Tuesday, May 5, 2009

falling through cracks

I wish this blog thing was like a talking sorta thing. I know it's a tell all but damn, it would be so much easier if I could just talk and my computer typed for me. Hahaha!

These days I have been slippin'. Not on that school stuff, don't get me wrong I have my mind straight when it comes to my future, but it's the other things in life. My health, friends, family. I guess my family stays strong throughout this process but I do dislike them sometimes. I'm falling deeper and deeper into a hole. A hole in which I want to burn and destroy. I think I'm really looking for something new. Something sweet, something sincere, mostly something worth while.

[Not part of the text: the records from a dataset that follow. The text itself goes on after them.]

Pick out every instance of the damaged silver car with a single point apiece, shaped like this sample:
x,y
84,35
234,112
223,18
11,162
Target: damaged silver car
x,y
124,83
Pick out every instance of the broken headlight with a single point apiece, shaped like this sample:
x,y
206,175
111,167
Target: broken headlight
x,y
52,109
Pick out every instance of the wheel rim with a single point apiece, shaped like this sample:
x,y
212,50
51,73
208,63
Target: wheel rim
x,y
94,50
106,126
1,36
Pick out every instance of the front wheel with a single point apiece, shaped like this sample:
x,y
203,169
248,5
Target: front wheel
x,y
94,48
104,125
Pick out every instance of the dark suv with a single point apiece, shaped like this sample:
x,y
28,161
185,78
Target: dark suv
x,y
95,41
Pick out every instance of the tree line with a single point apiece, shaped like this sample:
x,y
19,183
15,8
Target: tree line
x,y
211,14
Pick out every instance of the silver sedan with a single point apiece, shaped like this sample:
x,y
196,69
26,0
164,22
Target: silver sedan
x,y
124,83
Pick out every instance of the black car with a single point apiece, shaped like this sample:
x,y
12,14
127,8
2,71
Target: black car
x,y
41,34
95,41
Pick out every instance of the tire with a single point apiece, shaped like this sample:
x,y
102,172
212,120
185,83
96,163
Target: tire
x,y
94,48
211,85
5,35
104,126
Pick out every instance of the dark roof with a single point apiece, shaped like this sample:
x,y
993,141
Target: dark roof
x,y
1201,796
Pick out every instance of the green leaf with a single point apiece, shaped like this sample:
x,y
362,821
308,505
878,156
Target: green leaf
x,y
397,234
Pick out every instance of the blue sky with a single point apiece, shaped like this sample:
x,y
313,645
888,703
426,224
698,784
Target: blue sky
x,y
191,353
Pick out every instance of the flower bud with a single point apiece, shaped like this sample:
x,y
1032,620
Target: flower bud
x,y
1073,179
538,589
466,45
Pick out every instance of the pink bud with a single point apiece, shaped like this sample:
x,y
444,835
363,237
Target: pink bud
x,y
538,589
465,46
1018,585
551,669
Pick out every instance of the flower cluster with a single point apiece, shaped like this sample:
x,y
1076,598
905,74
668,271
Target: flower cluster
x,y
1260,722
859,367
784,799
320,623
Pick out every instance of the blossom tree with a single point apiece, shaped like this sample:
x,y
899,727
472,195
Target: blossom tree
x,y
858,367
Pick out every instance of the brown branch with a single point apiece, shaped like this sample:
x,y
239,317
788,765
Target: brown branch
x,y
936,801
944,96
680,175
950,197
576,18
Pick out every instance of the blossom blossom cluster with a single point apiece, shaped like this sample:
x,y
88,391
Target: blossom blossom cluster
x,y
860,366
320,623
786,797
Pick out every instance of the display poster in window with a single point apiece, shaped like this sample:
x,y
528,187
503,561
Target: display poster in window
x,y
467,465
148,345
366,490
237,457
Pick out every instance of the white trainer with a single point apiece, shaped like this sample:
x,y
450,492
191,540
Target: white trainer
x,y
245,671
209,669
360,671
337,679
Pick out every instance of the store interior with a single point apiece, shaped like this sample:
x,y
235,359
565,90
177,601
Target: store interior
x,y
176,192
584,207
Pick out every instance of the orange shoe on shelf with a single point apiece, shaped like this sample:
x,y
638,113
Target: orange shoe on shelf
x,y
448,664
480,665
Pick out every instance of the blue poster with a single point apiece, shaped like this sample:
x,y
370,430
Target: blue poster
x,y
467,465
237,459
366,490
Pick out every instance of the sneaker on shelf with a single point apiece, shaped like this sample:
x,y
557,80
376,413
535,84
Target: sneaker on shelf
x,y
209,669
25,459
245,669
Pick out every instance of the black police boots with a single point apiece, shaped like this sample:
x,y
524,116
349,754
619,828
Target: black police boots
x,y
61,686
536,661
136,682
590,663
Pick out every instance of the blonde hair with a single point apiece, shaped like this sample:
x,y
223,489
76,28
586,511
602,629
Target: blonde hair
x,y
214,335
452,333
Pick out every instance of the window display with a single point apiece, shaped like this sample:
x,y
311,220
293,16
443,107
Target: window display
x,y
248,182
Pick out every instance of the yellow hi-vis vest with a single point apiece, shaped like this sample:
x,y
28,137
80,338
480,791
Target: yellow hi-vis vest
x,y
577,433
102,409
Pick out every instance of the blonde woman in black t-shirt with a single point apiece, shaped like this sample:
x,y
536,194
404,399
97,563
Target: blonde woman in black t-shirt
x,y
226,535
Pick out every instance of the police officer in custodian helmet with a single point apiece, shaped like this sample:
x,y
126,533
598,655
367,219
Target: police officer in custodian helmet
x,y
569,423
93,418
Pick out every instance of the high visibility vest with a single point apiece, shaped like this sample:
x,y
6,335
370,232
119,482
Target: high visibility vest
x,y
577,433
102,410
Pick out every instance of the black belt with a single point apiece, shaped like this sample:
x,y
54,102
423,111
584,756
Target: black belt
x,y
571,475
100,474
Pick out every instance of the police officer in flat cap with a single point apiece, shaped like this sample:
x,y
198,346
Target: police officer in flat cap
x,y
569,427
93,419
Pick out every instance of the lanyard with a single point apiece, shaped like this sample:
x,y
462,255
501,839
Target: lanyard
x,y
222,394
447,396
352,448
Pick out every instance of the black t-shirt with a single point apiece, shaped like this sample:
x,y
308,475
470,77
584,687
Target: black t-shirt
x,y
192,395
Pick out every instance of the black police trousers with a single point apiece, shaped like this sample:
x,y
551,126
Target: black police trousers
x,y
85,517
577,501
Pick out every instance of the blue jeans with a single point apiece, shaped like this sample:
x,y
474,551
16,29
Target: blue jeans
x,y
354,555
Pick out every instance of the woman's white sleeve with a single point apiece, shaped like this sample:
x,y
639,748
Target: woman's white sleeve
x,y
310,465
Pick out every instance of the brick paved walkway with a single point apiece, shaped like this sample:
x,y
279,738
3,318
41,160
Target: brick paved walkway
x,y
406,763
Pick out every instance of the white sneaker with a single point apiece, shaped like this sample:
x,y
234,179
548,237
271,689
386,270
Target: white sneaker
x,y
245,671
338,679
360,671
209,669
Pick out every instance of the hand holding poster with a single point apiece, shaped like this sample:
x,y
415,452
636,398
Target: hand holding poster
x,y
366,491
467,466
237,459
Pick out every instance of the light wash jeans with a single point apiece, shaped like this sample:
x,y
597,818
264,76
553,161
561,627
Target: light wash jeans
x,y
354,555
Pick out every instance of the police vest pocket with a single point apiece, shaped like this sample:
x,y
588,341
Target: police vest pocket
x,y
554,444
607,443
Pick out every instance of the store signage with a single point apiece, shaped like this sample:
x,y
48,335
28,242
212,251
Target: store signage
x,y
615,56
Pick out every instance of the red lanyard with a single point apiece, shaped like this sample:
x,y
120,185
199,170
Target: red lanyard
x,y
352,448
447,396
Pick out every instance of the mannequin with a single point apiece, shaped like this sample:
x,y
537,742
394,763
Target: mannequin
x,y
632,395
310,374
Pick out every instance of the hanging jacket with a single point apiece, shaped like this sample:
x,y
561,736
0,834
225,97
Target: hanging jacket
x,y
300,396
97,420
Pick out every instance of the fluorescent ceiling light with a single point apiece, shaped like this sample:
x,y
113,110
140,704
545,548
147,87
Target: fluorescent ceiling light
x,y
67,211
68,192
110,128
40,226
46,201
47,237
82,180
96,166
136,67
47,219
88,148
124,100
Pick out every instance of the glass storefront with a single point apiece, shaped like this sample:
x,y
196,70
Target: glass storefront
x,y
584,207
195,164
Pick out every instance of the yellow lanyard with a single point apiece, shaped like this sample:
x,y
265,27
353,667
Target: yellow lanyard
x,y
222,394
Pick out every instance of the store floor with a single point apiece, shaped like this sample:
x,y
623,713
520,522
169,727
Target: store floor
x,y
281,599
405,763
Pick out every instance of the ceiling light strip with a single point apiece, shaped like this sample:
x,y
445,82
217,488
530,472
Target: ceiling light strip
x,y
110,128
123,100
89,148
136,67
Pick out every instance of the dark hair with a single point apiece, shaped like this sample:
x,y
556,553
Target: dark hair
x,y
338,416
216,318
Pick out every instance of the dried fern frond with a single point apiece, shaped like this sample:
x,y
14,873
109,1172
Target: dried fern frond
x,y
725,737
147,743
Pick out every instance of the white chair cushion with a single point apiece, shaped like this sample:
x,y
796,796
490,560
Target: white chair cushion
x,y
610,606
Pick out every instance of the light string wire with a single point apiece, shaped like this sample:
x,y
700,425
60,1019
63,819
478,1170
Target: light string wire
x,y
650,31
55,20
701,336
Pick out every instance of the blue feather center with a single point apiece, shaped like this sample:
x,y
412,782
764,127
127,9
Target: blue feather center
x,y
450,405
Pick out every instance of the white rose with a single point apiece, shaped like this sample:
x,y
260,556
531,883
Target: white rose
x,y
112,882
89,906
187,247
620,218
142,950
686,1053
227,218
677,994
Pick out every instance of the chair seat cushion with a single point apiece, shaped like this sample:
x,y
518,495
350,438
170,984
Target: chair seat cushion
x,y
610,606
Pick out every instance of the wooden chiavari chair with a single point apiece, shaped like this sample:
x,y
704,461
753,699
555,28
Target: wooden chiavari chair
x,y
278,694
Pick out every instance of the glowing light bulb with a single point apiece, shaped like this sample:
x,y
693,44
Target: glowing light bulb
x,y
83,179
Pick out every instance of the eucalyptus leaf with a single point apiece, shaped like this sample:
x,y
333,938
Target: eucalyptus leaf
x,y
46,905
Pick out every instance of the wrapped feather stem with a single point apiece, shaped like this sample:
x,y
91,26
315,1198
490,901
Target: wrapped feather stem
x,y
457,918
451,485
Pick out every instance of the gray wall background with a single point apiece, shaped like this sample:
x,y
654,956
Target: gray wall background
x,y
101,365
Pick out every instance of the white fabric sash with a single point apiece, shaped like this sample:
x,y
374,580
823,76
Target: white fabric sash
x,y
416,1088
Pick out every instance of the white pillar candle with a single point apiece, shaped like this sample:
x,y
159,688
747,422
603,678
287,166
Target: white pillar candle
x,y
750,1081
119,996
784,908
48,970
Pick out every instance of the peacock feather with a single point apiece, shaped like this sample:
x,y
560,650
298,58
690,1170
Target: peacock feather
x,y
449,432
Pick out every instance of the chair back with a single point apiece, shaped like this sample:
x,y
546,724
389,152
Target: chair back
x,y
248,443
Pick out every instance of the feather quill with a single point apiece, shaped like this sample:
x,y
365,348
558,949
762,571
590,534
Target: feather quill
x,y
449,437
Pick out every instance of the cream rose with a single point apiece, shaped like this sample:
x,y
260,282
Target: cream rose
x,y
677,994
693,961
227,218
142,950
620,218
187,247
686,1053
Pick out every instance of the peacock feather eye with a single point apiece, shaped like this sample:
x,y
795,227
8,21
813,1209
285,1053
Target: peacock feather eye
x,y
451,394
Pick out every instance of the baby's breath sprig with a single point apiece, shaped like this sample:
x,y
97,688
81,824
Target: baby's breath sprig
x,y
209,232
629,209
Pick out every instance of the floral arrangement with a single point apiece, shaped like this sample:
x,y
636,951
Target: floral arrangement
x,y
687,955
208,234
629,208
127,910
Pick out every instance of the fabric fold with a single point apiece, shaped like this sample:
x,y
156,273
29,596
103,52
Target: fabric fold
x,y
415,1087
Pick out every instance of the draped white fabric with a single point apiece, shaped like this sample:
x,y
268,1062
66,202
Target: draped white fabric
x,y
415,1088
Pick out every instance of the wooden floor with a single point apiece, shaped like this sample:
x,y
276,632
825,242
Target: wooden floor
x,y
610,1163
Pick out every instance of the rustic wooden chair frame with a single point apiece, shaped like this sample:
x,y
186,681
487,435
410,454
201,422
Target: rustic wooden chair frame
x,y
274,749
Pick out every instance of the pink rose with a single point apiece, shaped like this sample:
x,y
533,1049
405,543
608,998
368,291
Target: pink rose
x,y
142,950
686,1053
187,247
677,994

I think I'm a fuckin' monster now. I just eat my way through things and kill 'em. If I don't like it..poof! It's gone. But, I'm holding onto something and I feel like it's necessary for me to let go. I don't really think anyone understands what I feel like I'm holding on to. Maybe a few who know me well. But, I guess what I'm saying is that I hope you don't know what I'm holding on to. Maybe when people find out, that's when I really have to let it go. Damn, I'm hell of complicated.

I really wanna dye my hair now. Like red, or dark purple? Maybe I'll just do it and get my dad's permission. He's said yes many times, it's always my mom that stops me. I want it to grow just so I can chop it off again too.